図1(ア)は、球面収差のないレンズを用いた場合の説明図であり、図1(イ)は、本発明の光学顕微鏡観察を示すもので、一方のレンズに球面収差が大きいレンズを用いた球面収差の概要を説明する説明図である。 図1(イ)における球面収差が大きい場合の詳細を説明した説明図である。 本発明における光学顕微鏡の長焦点深度観察方法に絞りを用いた説明図である。 本発明における光学顕微鏡の長焦点深度観察方法にレンズを複数枚(4枚)用いた一例を示した説明図である。 本発明と通常の焦点面とを対比して、たんぱく質を観察する場合の焦点深度を示す説明図である。 図6(1)は、蛍光色素と結合させたたんぱく質を通常の方法で観察した場合の蛍光像であり、また、図6(2)は、本発明の長焦点深度観察方法で観察した同様の試料の蛍光像である。
符号の説明
4 球面収差の大きいレンズ
5 光学顕微鏡
6 結像レンズ
7 対物レンズ
8 カメラ
9 絞り
10 繊維状たんぱく質(蛍光色素を結合させた生体物質)
11 ガラス
12 対物レンズ
L1〜L4 外部レンズ

Claims (12)

  1. レンズの球面収差を利用して大きい焦点深度を得る光学系により、異なる深さにある物体または光軸方向に距離がある物体を同一平面に結像させて同時に観察できるようにしたことを特徴とする光学顕微鏡の長焦点深度観察方法。
  2. 前記光学系に球面収差の大きいレンズを少なくとも1つ設けて球面収差による焦点深度を大きくした請求項1に記載の光学顕微鏡の長焦点深度観察方法。
  3. 前記光学系の焦点距離を変えて焦点深度を大きくした請求項1に記載の光学顕微鏡の長焦点深度観察方法。
  4. 顕微鏡の外部に二組以上のレンズをリレーさせることにより、当該顕微鏡の総合倍率を変えることなく大きい焦点深度を得るようにした請求項1に記載の光学顕微鏡の長焦点深度観察方法。
  5. 前記顕微鏡とカメラ等の結像面との間の光学系に複数枚の焦点距離の異なるレンズを配置して大きい焦点深度を得るようにした請求項4に記載の光学顕微鏡の長焦点深度観察方法。
  6. 上記の光学系に絞りを挿入して、直接寄与しない背景光を遮断して結像性能を良好にした請求項1乃至請求項5のいずれかに記載の光学顕微鏡の長焦点深度観察方法。

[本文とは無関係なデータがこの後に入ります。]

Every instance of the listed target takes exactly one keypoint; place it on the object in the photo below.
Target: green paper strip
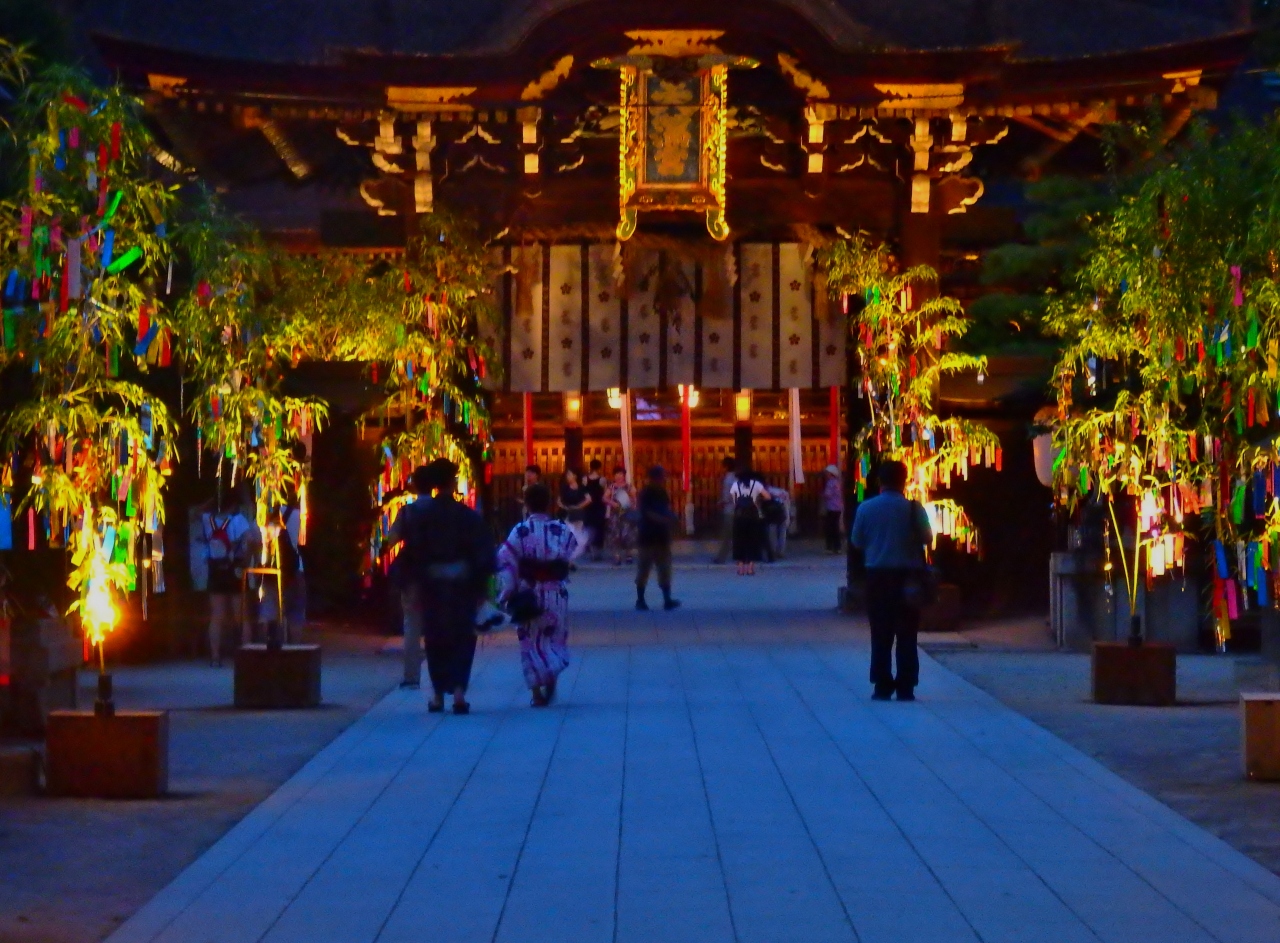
(113, 206)
(124, 261)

  7. 光学顕微鏡の分解能不可である物体に蛍光色素を結合させて発光・蛍光物体として観察する請求項1乃至6のいずれかに記載の光学顕微鏡の長焦点深度観察方法。
  8. 前記物体は、たんぱく質や核酸或は膜などの生体物質である請求項7に記載の光学顕微鏡の長焦点深度観察方法
  9. 顕微鏡の外部に少なくとも二組の焦点距離の異なるレンズをリレーさせて設置し、レンズの球面収差による焦点深度を大きくして異なる深さにある物体または光軸方向に距離がある物体を同一平面に結像させて同時に観察できるようにしたことを特徴とする光学顕微鏡。
  10. 前記顕微鏡とカメラ等の結像面との間に複数枚の焦点距離の異なるレンズを設置して大きい焦点深度を得るようにした請求項9に記載の光学顕微鏡。
  11. 請求項9または請求項10において、分解能不可である物体に蛍光色素を結合させて発光・蛍光物体として観察するようにした光学顕微鏡。
  12. 請求項11に記載の分解能不可である物体は、蛍光色素を結合させたたんぱく質や核酸或は膜等の生体物質である光学顕微鏡。